It's not a problem of going too far. It's a problem of not being implemented well. For instance most of the stuff in RDR2 that is tedious could easily be done in a way that is engaging and interesting. It's largely an issue of the developers either not caring to do that or intentionally making it tedious because they think that's realistic. It's probably kind of inevitable when you make games that are this big. There are too many cooks in the kitchen, and/or the project leads have too much on their plates as individuals to really work well together, or it's just too ambitious and the different elements have some fundamental tension that's not resolved. That doesn't make the games bad necessarily, but it does make the whole thing messier and gets in its own way. With a lot of games "realism" is mostly code for "feature creep" where they keep adding things without fleshing them out enough to make them interesting or worthwhile.
You can do something as basic as include a rhythm element to repetitive tasks and make them engaging. Like when Arthur is carving the X's into his bullets, instead of making it slow as fuck with a large delay between each input, you can require 2 or 3 button presses in a sequence that if you time them right will make the animation play faster. Gears of War integrated that kind of rhythm into the gunplay with active reloads back in 2006. RDR1 had something a bit like this as well, where you could sprint indefinitely without losing stamina if you timed pressing the sprint button to John's footsteps. I tried that in RDR2 and it never seemed to work, so the game actually regressed on this point.
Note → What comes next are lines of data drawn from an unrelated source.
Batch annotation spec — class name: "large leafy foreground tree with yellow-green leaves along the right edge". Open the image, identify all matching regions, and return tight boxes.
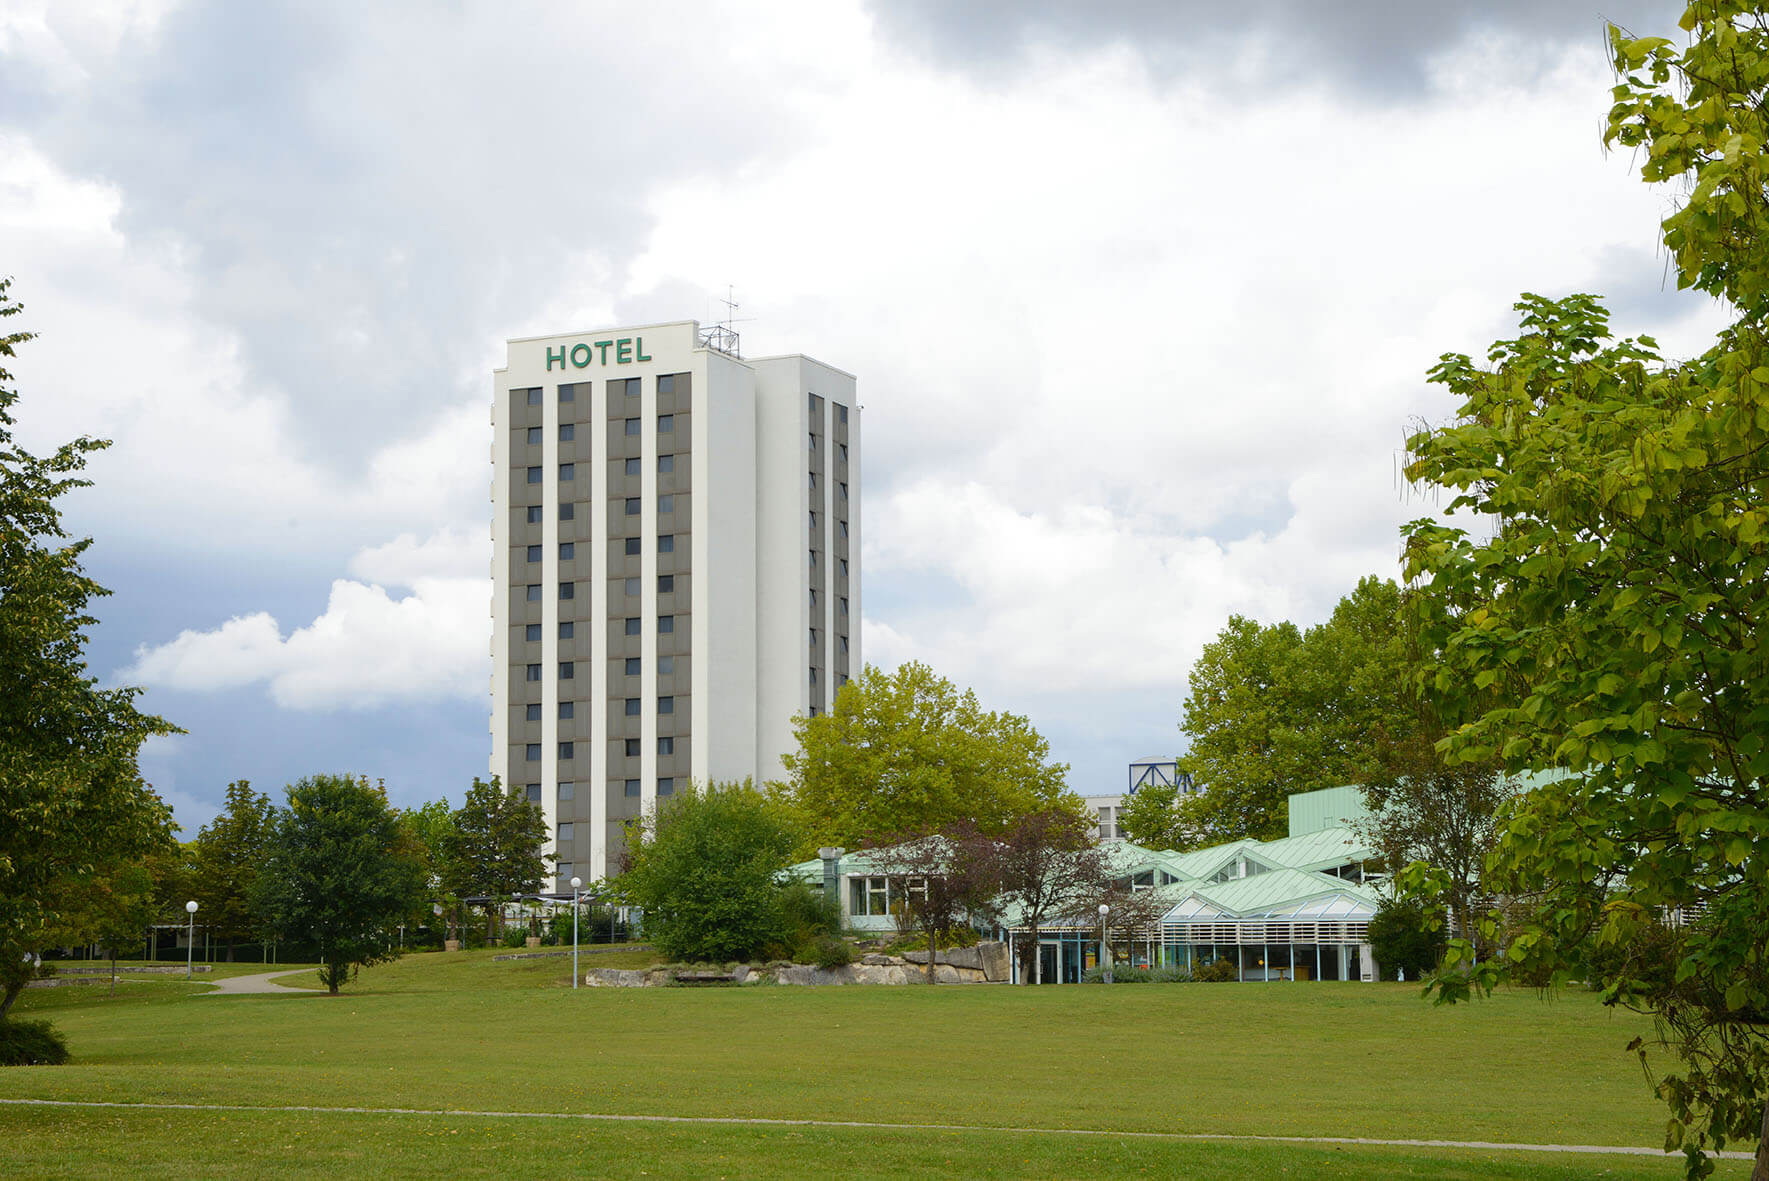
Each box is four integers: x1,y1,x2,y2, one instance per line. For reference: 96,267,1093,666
1406,9,1769,1181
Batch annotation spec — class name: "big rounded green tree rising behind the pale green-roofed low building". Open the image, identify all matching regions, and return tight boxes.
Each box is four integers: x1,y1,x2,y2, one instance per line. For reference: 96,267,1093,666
1174,576,1410,849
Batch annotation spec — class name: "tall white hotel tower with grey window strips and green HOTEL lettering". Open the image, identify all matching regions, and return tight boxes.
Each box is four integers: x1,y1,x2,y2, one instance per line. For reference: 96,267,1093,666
490,320,860,880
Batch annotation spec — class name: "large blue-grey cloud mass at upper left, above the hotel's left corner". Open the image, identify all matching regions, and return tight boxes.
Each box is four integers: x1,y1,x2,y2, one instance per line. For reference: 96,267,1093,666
0,0,810,470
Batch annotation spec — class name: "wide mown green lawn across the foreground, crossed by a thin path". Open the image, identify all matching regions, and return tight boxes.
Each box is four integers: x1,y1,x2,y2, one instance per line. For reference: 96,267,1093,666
0,953,1748,1177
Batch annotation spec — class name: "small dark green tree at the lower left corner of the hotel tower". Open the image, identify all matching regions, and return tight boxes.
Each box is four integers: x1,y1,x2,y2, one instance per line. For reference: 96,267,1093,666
439,774,547,939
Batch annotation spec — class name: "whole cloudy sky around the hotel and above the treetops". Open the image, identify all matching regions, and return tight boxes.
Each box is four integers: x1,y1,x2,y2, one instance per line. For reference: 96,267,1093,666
0,0,1719,833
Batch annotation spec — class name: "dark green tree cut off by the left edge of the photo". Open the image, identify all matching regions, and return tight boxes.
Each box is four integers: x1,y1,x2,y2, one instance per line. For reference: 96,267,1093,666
0,279,175,1018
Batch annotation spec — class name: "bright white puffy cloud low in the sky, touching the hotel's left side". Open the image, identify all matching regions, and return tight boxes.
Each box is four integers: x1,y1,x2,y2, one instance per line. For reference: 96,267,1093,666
117,532,492,711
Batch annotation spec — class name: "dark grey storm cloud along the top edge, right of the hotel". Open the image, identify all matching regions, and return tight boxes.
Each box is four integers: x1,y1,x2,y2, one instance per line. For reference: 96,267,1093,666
869,0,1682,101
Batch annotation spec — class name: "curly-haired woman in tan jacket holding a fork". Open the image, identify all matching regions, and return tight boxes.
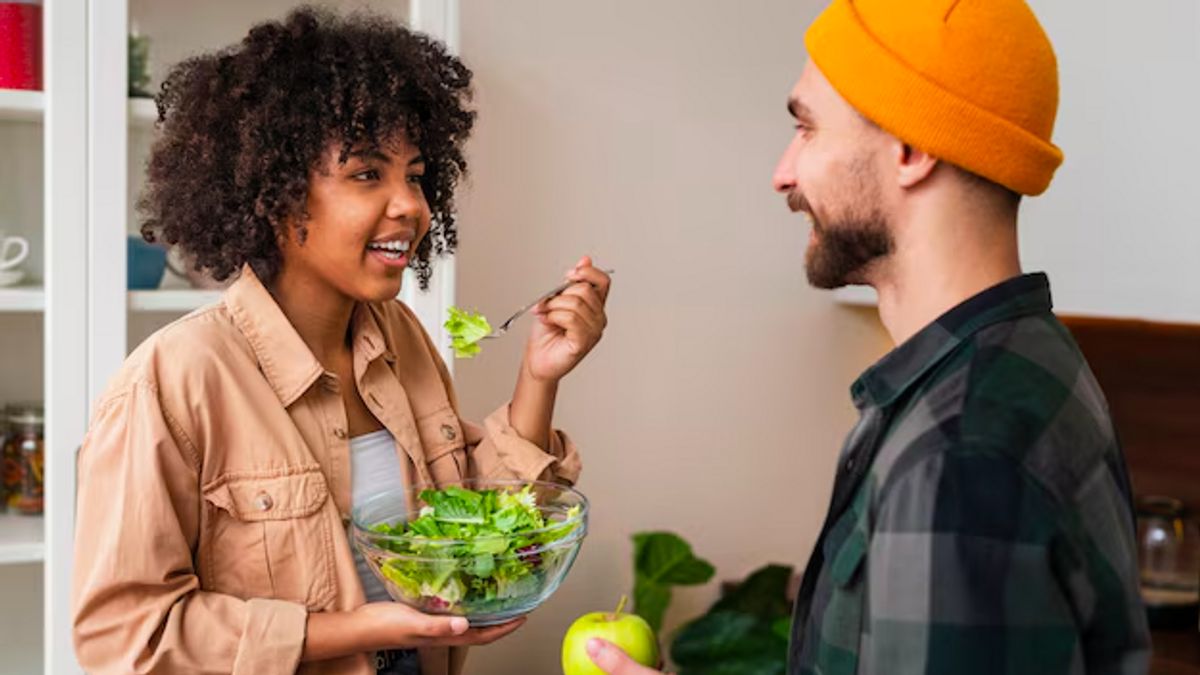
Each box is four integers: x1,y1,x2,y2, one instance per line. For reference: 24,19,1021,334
73,10,608,675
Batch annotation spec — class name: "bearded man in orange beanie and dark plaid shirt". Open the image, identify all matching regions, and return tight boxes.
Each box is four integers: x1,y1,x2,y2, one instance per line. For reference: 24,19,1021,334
589,0,1150,675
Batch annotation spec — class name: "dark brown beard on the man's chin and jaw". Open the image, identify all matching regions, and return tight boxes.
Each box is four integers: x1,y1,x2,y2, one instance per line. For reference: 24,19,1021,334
804,209,895,289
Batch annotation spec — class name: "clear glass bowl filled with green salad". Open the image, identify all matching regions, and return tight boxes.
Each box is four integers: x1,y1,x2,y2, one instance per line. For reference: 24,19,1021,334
352,479,588,626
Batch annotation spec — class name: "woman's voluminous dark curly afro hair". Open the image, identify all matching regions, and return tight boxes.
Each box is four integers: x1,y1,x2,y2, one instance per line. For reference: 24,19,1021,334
138,7,475,289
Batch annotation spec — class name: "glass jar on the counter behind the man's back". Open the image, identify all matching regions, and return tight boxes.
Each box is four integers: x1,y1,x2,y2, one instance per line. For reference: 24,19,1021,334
1138,496,1200,631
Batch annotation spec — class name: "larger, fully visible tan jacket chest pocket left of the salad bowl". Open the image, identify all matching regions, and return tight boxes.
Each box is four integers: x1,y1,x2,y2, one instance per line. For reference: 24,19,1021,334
200,465,336,610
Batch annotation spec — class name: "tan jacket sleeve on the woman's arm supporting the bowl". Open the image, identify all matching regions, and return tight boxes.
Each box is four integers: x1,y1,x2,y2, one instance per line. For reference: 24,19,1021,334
72,382,307,675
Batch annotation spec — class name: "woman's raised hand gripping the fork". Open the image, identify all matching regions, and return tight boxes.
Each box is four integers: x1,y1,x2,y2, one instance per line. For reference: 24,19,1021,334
524,257,611,383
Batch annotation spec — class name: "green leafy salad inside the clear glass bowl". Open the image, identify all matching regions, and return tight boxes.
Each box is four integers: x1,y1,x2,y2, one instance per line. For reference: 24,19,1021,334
371,485,582,614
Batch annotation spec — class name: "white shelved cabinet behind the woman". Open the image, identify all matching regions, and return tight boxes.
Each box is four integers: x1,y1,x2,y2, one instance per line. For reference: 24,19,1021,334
0,0,457,675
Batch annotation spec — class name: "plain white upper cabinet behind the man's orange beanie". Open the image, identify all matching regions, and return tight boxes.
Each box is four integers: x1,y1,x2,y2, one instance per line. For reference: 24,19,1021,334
838,0,1200,323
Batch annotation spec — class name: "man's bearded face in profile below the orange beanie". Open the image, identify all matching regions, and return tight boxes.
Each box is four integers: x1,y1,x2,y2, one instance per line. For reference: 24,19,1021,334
773,61,895,288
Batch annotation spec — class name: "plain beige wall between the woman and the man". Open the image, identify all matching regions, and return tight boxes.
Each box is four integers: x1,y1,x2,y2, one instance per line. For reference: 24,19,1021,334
457,0,887,675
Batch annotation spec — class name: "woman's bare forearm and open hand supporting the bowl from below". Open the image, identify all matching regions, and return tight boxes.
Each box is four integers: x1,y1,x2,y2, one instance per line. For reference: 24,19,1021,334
301,602,526,661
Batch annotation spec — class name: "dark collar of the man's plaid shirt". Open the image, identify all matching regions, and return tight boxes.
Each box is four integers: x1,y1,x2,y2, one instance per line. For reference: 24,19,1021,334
850,273,1052,410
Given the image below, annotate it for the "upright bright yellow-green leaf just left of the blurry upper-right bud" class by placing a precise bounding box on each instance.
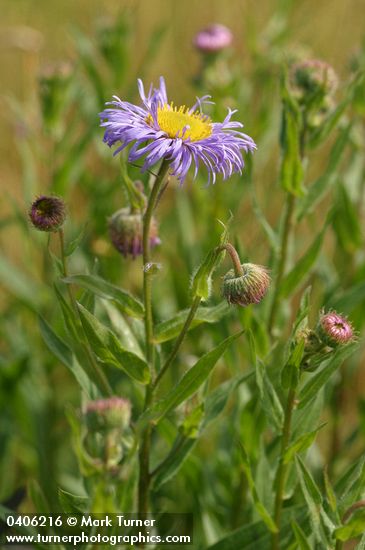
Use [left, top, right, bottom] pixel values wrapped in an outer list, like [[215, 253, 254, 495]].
[[280, 70, 304, 196]]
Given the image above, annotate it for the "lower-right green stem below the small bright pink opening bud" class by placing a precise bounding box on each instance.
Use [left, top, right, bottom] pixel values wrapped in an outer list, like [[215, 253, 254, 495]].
[[271, 388, 295, 550]]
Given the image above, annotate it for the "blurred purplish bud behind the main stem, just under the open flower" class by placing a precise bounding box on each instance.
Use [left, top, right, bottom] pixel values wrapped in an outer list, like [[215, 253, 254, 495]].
[[108, 208, 161, 258]]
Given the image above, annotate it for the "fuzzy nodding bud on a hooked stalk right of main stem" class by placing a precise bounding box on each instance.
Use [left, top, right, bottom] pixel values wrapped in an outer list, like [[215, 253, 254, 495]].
[[222, 264, 270, 307]]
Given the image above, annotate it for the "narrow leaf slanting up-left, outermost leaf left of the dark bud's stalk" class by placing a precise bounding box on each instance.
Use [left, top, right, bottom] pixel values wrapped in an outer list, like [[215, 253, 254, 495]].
[[39, 317, 96, 398]]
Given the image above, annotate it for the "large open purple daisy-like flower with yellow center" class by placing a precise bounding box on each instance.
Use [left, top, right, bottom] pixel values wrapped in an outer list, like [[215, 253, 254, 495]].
[[100, 77, 256, 183]]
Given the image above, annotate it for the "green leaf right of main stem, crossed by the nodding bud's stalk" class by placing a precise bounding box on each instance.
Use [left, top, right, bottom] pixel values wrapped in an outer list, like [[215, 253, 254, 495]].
[[154, 302, 230, 344]]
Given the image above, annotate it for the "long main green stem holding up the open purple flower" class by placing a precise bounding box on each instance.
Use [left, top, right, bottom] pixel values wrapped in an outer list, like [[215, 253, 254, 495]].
[[138, 160, 169, 514]]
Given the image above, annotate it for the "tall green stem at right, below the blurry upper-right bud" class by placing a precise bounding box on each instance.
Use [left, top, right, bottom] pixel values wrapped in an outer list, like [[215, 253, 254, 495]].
[[268, 193, 296, 334]]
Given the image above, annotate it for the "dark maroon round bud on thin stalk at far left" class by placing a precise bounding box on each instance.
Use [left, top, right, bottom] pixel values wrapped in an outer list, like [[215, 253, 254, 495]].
[[29, 195, 66, 232]]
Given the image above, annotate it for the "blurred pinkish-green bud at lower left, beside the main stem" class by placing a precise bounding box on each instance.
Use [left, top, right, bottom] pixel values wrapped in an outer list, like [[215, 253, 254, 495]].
[[84, 397, 131, 433]]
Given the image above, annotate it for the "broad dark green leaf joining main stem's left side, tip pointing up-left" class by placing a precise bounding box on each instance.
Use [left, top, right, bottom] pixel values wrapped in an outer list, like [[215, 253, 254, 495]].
[[78, 304, 150, 384]]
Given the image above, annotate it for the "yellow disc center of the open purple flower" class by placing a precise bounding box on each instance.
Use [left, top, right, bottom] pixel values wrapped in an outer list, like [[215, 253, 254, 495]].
[[149, 103, 213, 141]]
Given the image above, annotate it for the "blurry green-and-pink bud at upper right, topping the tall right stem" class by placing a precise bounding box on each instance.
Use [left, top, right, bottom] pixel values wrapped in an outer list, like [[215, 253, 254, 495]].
[[290, 59, 338, 103]]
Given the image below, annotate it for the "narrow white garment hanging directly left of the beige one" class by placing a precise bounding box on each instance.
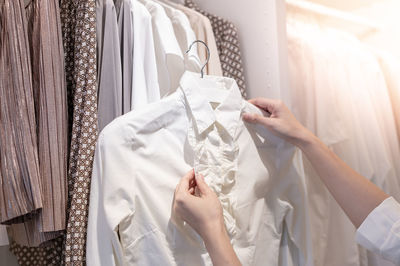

But you could apply this design principle to a lot of the tedious tasks where currently you just press a button occasionally to trigger a new animation. It stands out particularly against the way that single-action guns require you to press the trigger twice - once to cock and again to fire.
The other thing you can do is multitask. Idk why this seems to be such an issue but if you really do want to be realistic, the characters (PC or NPC) should be able to multitask. While you are doing tedious work you should also be able to have conversations, tell stories, sing, etc. The recend God of War games did this correctly, so there's an excuse for characters to drop exposition and backstory and so that the traveling sections don't get tedious. Closest you get to this in RDR2 is conversations on horseback, which is stagnant from RDR1.